Carregando! Por favor aguarde...
A fila que se formou, quase uma hora antes do início da palestra, já denunciava que a noite com Jorge Mautner e Jards Macalé na 32ª Feira do Livro de Canoas ia ser memorável. E foi. Com mediação do jornalista Francisco Dalcol, o encontro com os dois ícones da contracultura, da resistência em diversas frentes e de um originalismo como poucos na arte brasileira lotou o Auditório Martha Medeiros. Fãs da dupla, de seus trabalhos individuais ou em parcerias, já ostentavam na chegada livros que já se esgotaram, capas de LPs raríssimos para os futuros autógrafos e CDs mais atuais.
Recebidos sob aplausos e gritaria, Jards se acomodou com seu violão num dos lados do palco. No outro, sem o seu habitual violino, Mautner já pegava o microfone antes mesmo do mediador iniciar a conversa. E foi Jorge Mautner quem acabou tomando a palavra para tentar contar, rapidamente, sua trajetória nas artes. Conhecendo e ouvindo Mautner, temos a impressão de que ele deveria ter, pelo menos, o dobro dos 75 anos que tem tamanhas voltas, idas e vindas, mil artes e projetos que continuam pipocando em sua mente. Em recente entrevista para o lançamento de “Kaos Total”, livro que traz suas letras e escritos e alguns inéditos, ele chegou a afirmar que gostaria, mesmo sendo realista, de poder viver 2 mil anos.
Ouvidos atentos
Sob o silêncio da plateia, o olhar atento de Macalé, o líder do Partido do Kaos, fundado em 1956, discorreu sobre praticamente tudo o que lhe cerca. Foi da mitologia grega aos deuses hindus, do xamanismo a neurociência, de apócrifos religiosos a tratados de Albert Einstein e outros gênios.

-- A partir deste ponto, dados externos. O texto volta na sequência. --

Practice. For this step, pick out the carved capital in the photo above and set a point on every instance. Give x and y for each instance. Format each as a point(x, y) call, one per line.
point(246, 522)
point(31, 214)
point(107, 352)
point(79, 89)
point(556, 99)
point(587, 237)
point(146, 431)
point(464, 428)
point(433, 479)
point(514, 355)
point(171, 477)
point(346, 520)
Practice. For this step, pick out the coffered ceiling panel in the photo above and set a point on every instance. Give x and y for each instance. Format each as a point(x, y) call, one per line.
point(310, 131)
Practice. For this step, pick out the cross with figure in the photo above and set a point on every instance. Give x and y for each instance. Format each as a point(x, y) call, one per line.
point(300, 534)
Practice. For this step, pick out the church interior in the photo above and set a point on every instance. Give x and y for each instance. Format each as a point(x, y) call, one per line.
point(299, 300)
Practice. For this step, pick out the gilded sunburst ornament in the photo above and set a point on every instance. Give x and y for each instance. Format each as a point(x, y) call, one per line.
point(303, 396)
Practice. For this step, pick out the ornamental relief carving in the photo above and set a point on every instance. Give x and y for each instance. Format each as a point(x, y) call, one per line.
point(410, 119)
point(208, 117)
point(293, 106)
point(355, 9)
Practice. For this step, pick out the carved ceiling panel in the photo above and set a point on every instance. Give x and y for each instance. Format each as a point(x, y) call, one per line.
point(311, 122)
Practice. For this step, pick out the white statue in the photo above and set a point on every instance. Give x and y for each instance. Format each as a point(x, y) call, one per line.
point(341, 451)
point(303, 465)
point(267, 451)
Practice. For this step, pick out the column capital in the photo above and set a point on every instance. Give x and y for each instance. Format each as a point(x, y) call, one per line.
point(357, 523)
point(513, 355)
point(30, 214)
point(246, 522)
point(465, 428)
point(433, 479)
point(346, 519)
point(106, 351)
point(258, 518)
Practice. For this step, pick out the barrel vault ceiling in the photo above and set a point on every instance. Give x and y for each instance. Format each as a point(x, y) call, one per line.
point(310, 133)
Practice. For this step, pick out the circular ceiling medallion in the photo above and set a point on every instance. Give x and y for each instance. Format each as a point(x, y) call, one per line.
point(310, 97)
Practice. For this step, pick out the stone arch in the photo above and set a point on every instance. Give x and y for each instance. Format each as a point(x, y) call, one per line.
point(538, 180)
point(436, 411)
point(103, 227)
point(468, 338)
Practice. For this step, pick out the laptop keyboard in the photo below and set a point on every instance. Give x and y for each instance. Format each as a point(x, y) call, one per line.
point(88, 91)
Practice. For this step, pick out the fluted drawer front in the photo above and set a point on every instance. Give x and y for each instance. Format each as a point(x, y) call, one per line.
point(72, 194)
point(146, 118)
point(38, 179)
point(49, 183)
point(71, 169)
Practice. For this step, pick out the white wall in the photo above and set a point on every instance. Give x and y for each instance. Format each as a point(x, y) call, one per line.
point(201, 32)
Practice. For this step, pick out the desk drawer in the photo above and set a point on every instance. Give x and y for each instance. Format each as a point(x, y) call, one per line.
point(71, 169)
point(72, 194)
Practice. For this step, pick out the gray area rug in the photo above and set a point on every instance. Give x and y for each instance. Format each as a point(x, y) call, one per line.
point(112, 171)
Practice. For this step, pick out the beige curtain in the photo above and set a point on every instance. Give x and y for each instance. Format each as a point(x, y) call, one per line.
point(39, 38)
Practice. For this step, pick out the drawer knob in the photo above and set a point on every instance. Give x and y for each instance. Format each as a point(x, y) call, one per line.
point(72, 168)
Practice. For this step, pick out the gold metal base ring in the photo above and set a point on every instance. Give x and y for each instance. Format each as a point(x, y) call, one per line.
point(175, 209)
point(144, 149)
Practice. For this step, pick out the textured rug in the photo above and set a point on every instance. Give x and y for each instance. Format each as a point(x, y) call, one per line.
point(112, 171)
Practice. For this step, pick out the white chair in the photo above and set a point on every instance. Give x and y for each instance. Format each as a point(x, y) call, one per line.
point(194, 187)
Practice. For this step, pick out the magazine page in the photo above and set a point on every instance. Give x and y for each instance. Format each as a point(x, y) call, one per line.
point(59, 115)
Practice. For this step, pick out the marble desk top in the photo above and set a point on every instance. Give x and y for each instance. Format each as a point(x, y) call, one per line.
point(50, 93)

Mesmo sem o violino, com sua voz grave e potente, Mautner brindou o público com o repente “Sapo Cururu”, a clássica “Vampiro” e com a dobradinha com Caetano Veloso de “Eu Não Peço Desculpas”, inspirada numa conversa que teve com o pai quando tinha 14 anos.
Mautner monopilizou, e no melhor dos sentidos, a atenção de todos. Falou de período de exceção no país e de como a arte ajudou a libertar. “Vivíamos uma simultaneidade, que ainda vivemos. E a música sempre esteve na frente de todas as artes, mas foi o povo brasileiro que fez tudo”, disse Mautner enquanto ligava um assunto ao outro, uma lembrança a outra, um livro ou texto que leu sabe-se onde. “O Brasil nasceu de um segredo. E o mistério é para ser desvendado pelo amor”, completou.
“Jorge é um esclarecedor. É preciso ouvi-lo para entender o que é esse mundo. Ele é que tem os neurônios saltitantes”, disse Macalé após contar como se encontraram pela primeira vez, na Europa, no final dos anos 60. Antes, Macalé encheu o auditório com música, tocando “Dona Divergência”, sucesso de Lupicínio Rodrigues.
E Mautner não para. Tem livro novo saindo até o final do ano, já batizado de “Não há abismo que o Brasil não caiba”. Por fim, um recado: “Cada geração tem que conquistar a sua liberdade”.